WHILE I agree with much of Mr Prankerd’s letter in Wednesday’s Echo I do not agree with everything written therein.

It is too simple to suggest that everyone over 60 voted to leave and everyone under 30 to remain.

I was 66 at the time of the referendum and yes I did vote to leave, for reasons not germane to this letter.

But I know that many, probably most of my peers deferred to their children and grandchildren how to vote and I am sure that happened countrywide. Similarly many under 30 voted to leave.

It is argued that we should hold a second referendum.

What if it produces the same result?

Or a hung result.

What then? Nothing is certain.

Personally I believe that the referendum was a mistake. I have always thought that if our PMs had been tougher with the EU it would not have come to this, but it has.

I also believe that the minute the referendum was called our relationship with the EU was going to change.

If we had voted to stay, then every time our PM objected to an EU proposal or some piece of legislation, or requested some sort of concession then that result would have been used to undermine his or her argument. “But the people of the UK voted to be part of the EU did they not?”

If we go back now with our tails between our legs do you suppose all sins will be forgiven?

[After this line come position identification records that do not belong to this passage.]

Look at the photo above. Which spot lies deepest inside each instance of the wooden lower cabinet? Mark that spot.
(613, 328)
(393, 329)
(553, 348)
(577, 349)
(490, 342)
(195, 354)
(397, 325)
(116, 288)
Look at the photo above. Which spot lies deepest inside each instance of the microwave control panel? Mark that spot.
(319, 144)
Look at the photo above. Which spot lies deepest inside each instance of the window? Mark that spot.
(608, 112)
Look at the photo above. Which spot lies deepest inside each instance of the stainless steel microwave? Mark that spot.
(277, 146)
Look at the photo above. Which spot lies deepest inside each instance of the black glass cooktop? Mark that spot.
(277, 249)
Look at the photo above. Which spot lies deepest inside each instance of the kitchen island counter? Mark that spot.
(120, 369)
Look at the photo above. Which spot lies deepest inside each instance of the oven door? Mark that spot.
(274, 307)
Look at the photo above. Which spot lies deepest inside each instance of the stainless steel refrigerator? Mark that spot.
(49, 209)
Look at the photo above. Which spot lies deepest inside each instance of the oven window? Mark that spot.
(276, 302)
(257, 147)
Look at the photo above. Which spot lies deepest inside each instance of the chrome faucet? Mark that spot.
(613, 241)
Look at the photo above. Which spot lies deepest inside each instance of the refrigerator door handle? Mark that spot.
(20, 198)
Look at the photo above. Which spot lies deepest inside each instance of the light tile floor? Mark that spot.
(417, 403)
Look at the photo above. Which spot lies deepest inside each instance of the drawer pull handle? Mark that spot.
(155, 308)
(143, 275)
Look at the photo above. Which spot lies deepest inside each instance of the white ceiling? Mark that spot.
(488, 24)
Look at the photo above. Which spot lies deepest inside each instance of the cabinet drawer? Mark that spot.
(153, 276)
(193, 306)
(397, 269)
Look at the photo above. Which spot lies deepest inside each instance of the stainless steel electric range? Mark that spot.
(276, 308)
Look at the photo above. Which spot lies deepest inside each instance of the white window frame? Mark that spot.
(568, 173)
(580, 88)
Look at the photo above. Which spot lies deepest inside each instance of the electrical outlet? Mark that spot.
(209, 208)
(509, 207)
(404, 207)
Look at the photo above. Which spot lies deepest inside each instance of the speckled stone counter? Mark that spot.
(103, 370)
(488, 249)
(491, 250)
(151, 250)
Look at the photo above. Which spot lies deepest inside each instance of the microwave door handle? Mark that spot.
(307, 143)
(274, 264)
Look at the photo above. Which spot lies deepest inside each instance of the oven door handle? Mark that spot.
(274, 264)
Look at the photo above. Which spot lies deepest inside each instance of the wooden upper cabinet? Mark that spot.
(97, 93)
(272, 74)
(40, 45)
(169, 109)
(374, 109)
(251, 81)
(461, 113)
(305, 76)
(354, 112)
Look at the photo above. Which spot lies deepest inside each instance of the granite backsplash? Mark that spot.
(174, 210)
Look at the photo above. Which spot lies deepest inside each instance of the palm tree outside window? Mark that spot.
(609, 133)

I think not.

Any authority/clout we may have had before will disappear and we will become no more than a servile cash cow.

The country did not vote to remain in the EU, it voted leave, and it sickens me to know that rather than get behind that decision and try their hardest get the best deal for all of us, leavers and Remainers alike our leaders, not just political, have descended into partisan camps of self-interest. Heaven help all of us.